Jako całość film tworzy dość przemyślaną konstrukcją, którą się fajnie ogląda. Sześć różnych historii gwarantuje, że każdy znajdzie tu coś dla siebie. Jest coś dla miłośników mrocznego klimatu, dla lubujących się w akcji, tych, których interesuje psychika postaci i dla tępych nastolatków, którzy muszą mieć jak najwięcej świecących bajerów, żeby im się film spodobał (pole siłowe, na litość boską!). Tylko pytanie, czy zbiór animek o przygodach Batmana naprawdę jest dla wszystkich, czy może raczej dla fanów postaci (niezależnie, czy w wydaniu komiksowym czy filmowym)?

Ocena 1-5:
Batman: 4
Gotham: 5
Klimat: 5
Bielizna nastoletnich uczennic: 1 🙁
Fajność: 4

Cytat:
– Are you in pain?
– I work through pain.

Ciekawostka przyrodnicza: Kevin Conroy użyczył swojego głosu Człowiekowi Nietoperzowi nie tylko w tym filmie, ale i w poprzednich kreskówkowych wcieleniach Batmana, łącznie odgrywając tę postać dłużej niż Adam West, Michael Keaton, Val Kilmer, George Clooney i Christian Bale razem wzięci.

Written by: harry

 

Komenty FB

komentarzy

Komercha

6 Komentarze(y) na Batman: Gotham Knight

  1. Podczas 6 epizodu zasnąłem. Natomiast 1 fajnie nawiązuje do rocznicowego odcinka animowanego Batmana, który widziałem kiedyś na Polsacie. Opowieści dzieciaków i różne wyobrażenia Batmana.

    A recka git.

  2. Muszę się wreszcie zmusić by to obejrzeć, bo na leży na dysku i się kurzy.

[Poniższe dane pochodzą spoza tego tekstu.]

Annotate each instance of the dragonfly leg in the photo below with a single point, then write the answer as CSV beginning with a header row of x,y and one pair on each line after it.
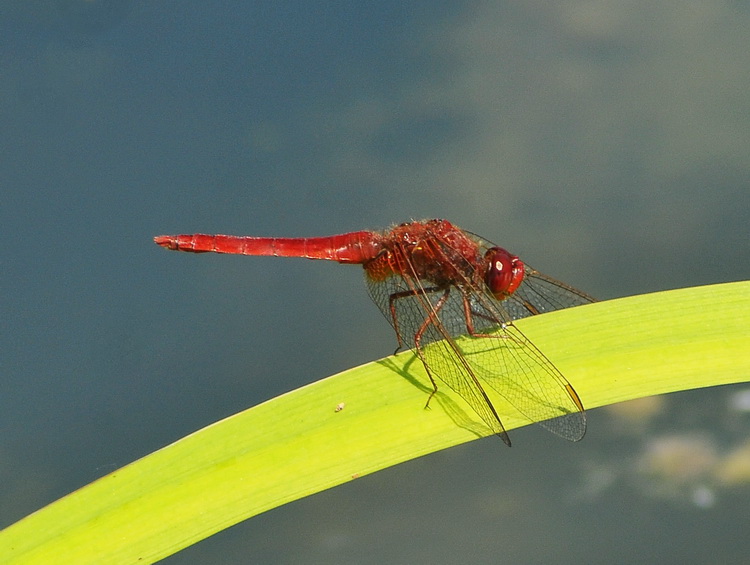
x,y
431,318
392,306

  3. Ale tak serio, z całym szacunkiem dla wysiłku recenzenta. Who gives a shit? Absolutnie domagamy się pierwszej polskiej recenzji Dark Knighta ( amerykańskich obejrzałem i przeczytałem już dziesiątki).

  4. z recką TDK może być ciężko ludziom nie mieszkającym w USA, więc pozostaje liczyć tylko na ścisłą redakcję ZP, chyba 😉
    bo nie wyobrażam sobie, żeby ktoś z tu zaglądających osób ściągnął wersję kręconą w kinie, a potem jeszcze napisał recenzję.

  5. Obejrzałem i obejrzę chyba jeszcze raz. Jak dla mnie najlepsza historyjka to 'In Darkness Dwells'. Dobry Batman tam był. A co do dzieciaków w 'Have I Got A Story For You' to ewidentnie musiały być na kwasie, albo innym psychodelicznym gównie.